Bir gayrimenkul alıcısı veya satıcısı iseniz, idare size der ki; “Satışa konu olan gayrimenkulün tapuda satış değerini gerçek değeri üzerinden göstermek zorundasın fakat bu değer “asgari beyan değeri”nin altında olamaz!” Yani size hem gerçek değeri gösterin derken, öbür taraftan da size belediyenin tespit ettiği değerleri göstermenizin yolunu açar. Buraya kadar her şey normal. Ancak, ilgili belediyeden “asgari beyan değeri”ni aldığınız zaman, gerçek satış rakamınızla alakasız bir değerle karşılaşırsınız. Bazı istisnalar olmakla birlikte, bu değerlerin, gerçek değerin üçte biri ile beşte biri arasında bir rakam olduğunu görürsünüz. Peki ne yaparsınız? İster alıcı, ister satıcı olun, ödeyeceğiniz tapu harcını düşünerek gerçek satış rakamınızı saklar ve “asgari beyan değeri”ni gösterirsiniz.

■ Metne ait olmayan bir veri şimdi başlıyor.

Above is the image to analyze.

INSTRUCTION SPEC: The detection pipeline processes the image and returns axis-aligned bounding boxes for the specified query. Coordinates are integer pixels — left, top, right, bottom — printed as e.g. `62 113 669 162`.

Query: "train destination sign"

Tapu dairelerinde yapılan işlemlerin büyük oranı bu şekilde gerçekleşir.

Satış Bedeli Asgari Beyan Değerinin Altında ise

Peki ileride ne olur? Kimlik numaralarınız ile neredeyse içtiğiniz gazozu bile takip edebilecek bir alt yapıya sahip olan idare, birkaç ay sonra sizi çağırabilir ve tapuda işlem yaptığınız gün, gösterdiğiniz satış rakamı ile banka hesabınıza yatan para arasındaki farkın nereden kaynaklandığını sorabilir. İnandırıcı olmayan açıklamalarınız hiçbir zaman tatminkâr olmayacaktır ve muhtemelen aradaki farkın alım satım harcı, size ödettirilecektir. Böyle bir işleminiz varsa dua edin, idare sizi tespit etsin ve aradaki farkı tahsil etsin, satış rakamı gerçek değeri bulsun. İşleminiz arada kaynamışsa, ileride yaşayabileceğiniz sorunlar çok daha vahim olacaktır. Diyelim ki, iki sene sonra aldığınız gayrimenkulü satmak istediniz ve karşınıza çıkan alıcı önemli bir miktar kredi kullanmak istedi. Kredili satış işlemlerinde, satış bedelinin en az kullanılan kredi kadar olması yönünde bir uygulama söz konusu olduğu için, ilk satış değeri ile ikinci satış değeri arasındaki fark, gayrimenkul ticaretinden kazandığınız kazanç olarak, sizin hanenize yazılacaktır. Yani o gayrimenkulden ister kâr edin, ister aynı fiyata satın veya zarar edin, resmi işlemler üzerinde kârlı gözüktüğünüz için gelir vergisi ödemek zorunda kalacaksınız. Ve ne yazık ki, mevzuatı bilmeyen veya araştırmayan, çevreden aldığı duyumlarla bu işlemleri gerçekleştiren birçok vatandaş bu sürprizle karşılaşmıştır.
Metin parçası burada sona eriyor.